Mais si c’est alors sous ce signe que tout se trouve désormais institué, il nous revient de nous tenir à la hauteur des conditions nouvelles – celles de l’année commençante dont on sait qu’elle sera, dans quelques semaines et selon l’inflexible calendrier lunaire, celle du Cochon. A ce propos, il nous reviendra donc d’admettre franchement, par exemple, que, du gros Alex et du petit Manu, il devient de plus en plus difficile de dire lequel est le commandant suprême des Armées et lequel le mercenaire ; de reconnaître que, lorsqu’ils échangent leurs quotidiens coups de fil (ah, c’est-y pas de la belle bromance, ça !), l’on ne saurait plus trop dire lequel demande à son buddy : « T’esoùlà ? – chez Déby ou chez Bongo ? – Je voulais te demander : les gilets jaunes, là, je leur envoie les tanks tout de suite, là, ou j’attends un peu ? »... « J’attends le week-end prochain ? OK, ça roul’, ’heurs’ment qu’t’es là, t’es un vrai pot ’, toi, ch’ais pas c’que’jfrai sans toi ! ».
C’est fou, quand même, ça force l’admiration, une symbiose pareille, c’est comme les Goncourt – impossible de dire lequel il a écrit quoi, et pareil pour l’autre... Sauf que les Goncourt, eux, ils écrivaient des espèces de romans naturalistes vaseux/graveleux que tout le monde a oubliés (tiens, citez m’en un pour voir, des titres des Goncourt... ?!), tandis que le gros Alex et le petit Manu, eux, c’est l’Histoire de France qu’ils écrivent, à quatre mains !

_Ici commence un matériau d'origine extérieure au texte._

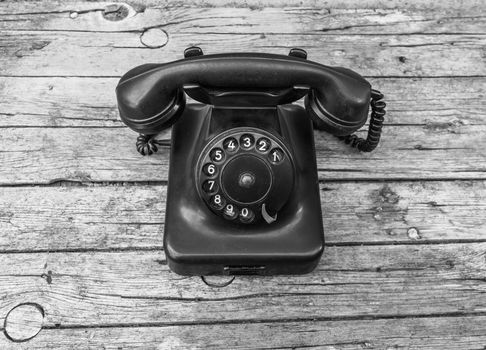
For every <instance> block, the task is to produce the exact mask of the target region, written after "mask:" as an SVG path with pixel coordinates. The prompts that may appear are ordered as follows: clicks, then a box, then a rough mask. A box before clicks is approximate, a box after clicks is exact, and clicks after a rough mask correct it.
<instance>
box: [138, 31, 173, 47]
mask: <svg viewBox="0 0 486 350" xmlns="http://www.w3.org/2000/svg"><path fill="white" fill-rule="evenodd" d="M168 41H169V36H168V34H167V33H166V32H165V31H164V30H163V29H160V28H151V29H147V30H146V31H144V32H143V33H142V35H141V36H140V42H141V43H142V44H143V45H145V46H147V47H150V48H151V49H157V48H159V47H163V46H165V45H166V44H167V42H168Z"/></svg>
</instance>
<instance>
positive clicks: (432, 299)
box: [0, 243, 486, 327]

Mais comme l’a bien vu Méluche qu’est pas allé à l’Ecole de la République pour rien, le tout est possible version 2019, c’est aussi la probabilité que le remuant Drouet des gilets jaunes, celui-là même qui va écoper d’un mois ou deux pour port d’armes de catégorie D (un décapsuleur ? Un coupe-ongles ?), soit la pure et simple réincarnation du tout aussi remuant Drouet qui, dans La nuit de Varennes d’Ettore Scola, reconnaît le roi en fuite et est interprété par Yves Collignon, un acteur formé au Conservatoire de Bruxelles. Tout devient possible, en 2019, y compris qu’Yves Collignon soutienne les gilets jaunes. Pas Ettore Scola, malheureusement, il est mort. Mais Méluche qui, lui, est bien vivant et même pétant de santé, il reconnaît le roi failli tous les jours, à la télé, et, le montrant du doigt d’un geste auguste, lance à la foule qui trépigne : « Le roi est nu ! Le roi est nu ! ».

Mais alors si tout est vraiment possible, pourquoi exclure que notre fougueux Drouet puisse être, aussi bien, la réincarnation de Minou Drouet, une enfant prodige qui, dans les années 1950 et 60, ravit le public avec ses poèmes précoces, puis ses chansons pour tous les publics – « Le twist (pas le tweet) du Bon Dieu », « La Saint-Cacahuette », « Les spaghetti » – même que vous pouvez tous les entendre sur Youtube. Une fougueuse, elle aussi – sinon on l’aurait pas rebaptisée Minou, alors qu’en vrai, elle se prénomme Marie-Noëlle...

Eh bien, tout étant possible en 2019, que le mouvement, plutôt que se laisser étourdir par le miroir aux alouettes du RIP, adopte comme chant de guerre et cri de ralliement « La Saint-Cacahuette » et, ainsi ragaillardi, retrouve en essaims compacts le chemin des ronds-points.
Car comme le disait le camarade Bartleby : « Il n’est pas nécessaire d’espérer pour préférer ne pas ».